Starting point for research into Nuclear Medicine Technology

Images

There are two databases with images you can download to use in your assignments and presentations.

Britannica Image Quest has images of professionals performing scans and scan images. This is a good place to find stock photos of patient interactions and equipment. There are a ton of images!

Example from Britannica Image Quest:

Britannica Kidney Scan

Stedman's Online: Select the Illustrations tab and Nuclear Medicine to find some images (fewer than Britannica). There are also some useful anatomy colour plates.

But what if I found the perfect image in Google?

You need to go into Search Tools and only use ones that are "Labelled for reuse" (either with or without modifications - i.e. are you adding or removing something from the original picture?). Since it is coursework, it counts as noncommerical use.

You still need to give the original creator credit for their work by using a citation.

 

Citing images in APA

General Format

In-Text Citation:
(Artist Surname, Year)

References:
Artist Surname, First Initial. Second Initial. (Year). Title of the artwork [Format]. Retrieved from URL

Example

In-Text Citation:
(Baumel, 2010)

References (Basic):
Baumel, A. (2010). Cholera treatment center in Haiti [Online image]. Retrieved October 2, 2010 from https://www.doctorswithoutborders.org


Tip:

  • Many images on the web do not have easily identifiable author, title, or date information. Try to locate missing information by right-clicking on the image and viewing the properties and/or looking for information within the page on which the image is found.  If you cannot find any of this information, begin the citation with a description of the work within brackets.

Example

[Untitled illustration of a sleeping dog ]. Retrieved December 5, 2010 from http://www.sleepinganimals/pix.com

What about YouTube?

Nope, YouTube doesn't own the videos either!

You would need to contact the original creator of the video to ask for permission before using it. 

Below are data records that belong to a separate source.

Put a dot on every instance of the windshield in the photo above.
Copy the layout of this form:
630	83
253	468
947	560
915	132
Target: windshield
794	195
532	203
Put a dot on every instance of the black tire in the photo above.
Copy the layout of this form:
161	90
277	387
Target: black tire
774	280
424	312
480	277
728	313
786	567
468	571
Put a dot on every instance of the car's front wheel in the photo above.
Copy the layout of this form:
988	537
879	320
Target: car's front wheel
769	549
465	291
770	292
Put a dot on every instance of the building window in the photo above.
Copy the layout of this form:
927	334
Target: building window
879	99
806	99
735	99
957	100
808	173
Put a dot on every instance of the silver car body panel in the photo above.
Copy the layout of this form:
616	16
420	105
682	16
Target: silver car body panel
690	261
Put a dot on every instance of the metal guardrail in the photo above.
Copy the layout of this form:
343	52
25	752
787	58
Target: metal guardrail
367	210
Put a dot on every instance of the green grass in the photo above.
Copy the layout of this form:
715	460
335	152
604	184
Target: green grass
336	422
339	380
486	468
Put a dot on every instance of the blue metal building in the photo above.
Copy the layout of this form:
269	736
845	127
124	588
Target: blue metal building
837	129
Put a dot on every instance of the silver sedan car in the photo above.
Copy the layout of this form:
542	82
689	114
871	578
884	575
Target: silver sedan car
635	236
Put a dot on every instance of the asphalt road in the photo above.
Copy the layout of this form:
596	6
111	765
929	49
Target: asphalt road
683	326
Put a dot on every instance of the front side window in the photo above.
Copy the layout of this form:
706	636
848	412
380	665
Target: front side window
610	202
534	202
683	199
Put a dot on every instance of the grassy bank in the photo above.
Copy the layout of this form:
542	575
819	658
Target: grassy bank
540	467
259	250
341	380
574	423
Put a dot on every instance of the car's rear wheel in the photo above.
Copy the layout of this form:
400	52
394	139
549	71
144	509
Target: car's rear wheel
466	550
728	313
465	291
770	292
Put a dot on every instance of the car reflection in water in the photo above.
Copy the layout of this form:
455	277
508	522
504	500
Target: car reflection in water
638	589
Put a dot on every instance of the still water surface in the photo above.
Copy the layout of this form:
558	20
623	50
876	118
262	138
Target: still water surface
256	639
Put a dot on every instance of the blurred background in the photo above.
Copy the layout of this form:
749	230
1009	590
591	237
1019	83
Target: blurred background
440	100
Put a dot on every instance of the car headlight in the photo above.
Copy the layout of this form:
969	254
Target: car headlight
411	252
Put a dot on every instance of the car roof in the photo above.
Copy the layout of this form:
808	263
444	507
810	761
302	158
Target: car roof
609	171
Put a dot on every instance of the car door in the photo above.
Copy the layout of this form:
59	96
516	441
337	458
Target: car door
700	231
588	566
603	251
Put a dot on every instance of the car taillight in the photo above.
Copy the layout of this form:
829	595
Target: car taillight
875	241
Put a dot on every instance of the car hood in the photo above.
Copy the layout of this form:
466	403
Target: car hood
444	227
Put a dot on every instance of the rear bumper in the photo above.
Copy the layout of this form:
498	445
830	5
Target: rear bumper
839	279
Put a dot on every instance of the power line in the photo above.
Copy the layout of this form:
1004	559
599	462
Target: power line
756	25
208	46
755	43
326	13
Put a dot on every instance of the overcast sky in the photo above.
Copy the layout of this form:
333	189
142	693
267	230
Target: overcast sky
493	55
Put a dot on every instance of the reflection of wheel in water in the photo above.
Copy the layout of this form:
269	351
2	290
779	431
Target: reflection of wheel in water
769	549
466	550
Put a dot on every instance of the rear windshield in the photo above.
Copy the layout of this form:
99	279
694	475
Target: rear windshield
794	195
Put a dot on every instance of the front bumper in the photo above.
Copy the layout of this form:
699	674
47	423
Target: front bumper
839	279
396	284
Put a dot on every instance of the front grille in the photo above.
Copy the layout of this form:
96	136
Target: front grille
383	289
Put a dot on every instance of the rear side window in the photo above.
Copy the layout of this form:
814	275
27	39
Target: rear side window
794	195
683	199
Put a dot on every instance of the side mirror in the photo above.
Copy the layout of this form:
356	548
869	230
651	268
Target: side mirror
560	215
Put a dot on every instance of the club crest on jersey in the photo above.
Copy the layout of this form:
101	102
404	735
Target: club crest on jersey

To save you time and effort, use the Library's video databases when possible. These videos have been cleared for class use.

Films on Demand

The Library's subscription to Films On Demand is a great source of videos on many topics. Search using the drop-down subjects menu or do a keyword search. All videos are broken up into segments, so they're great for showing during presentations!

Note: a login may be required for access.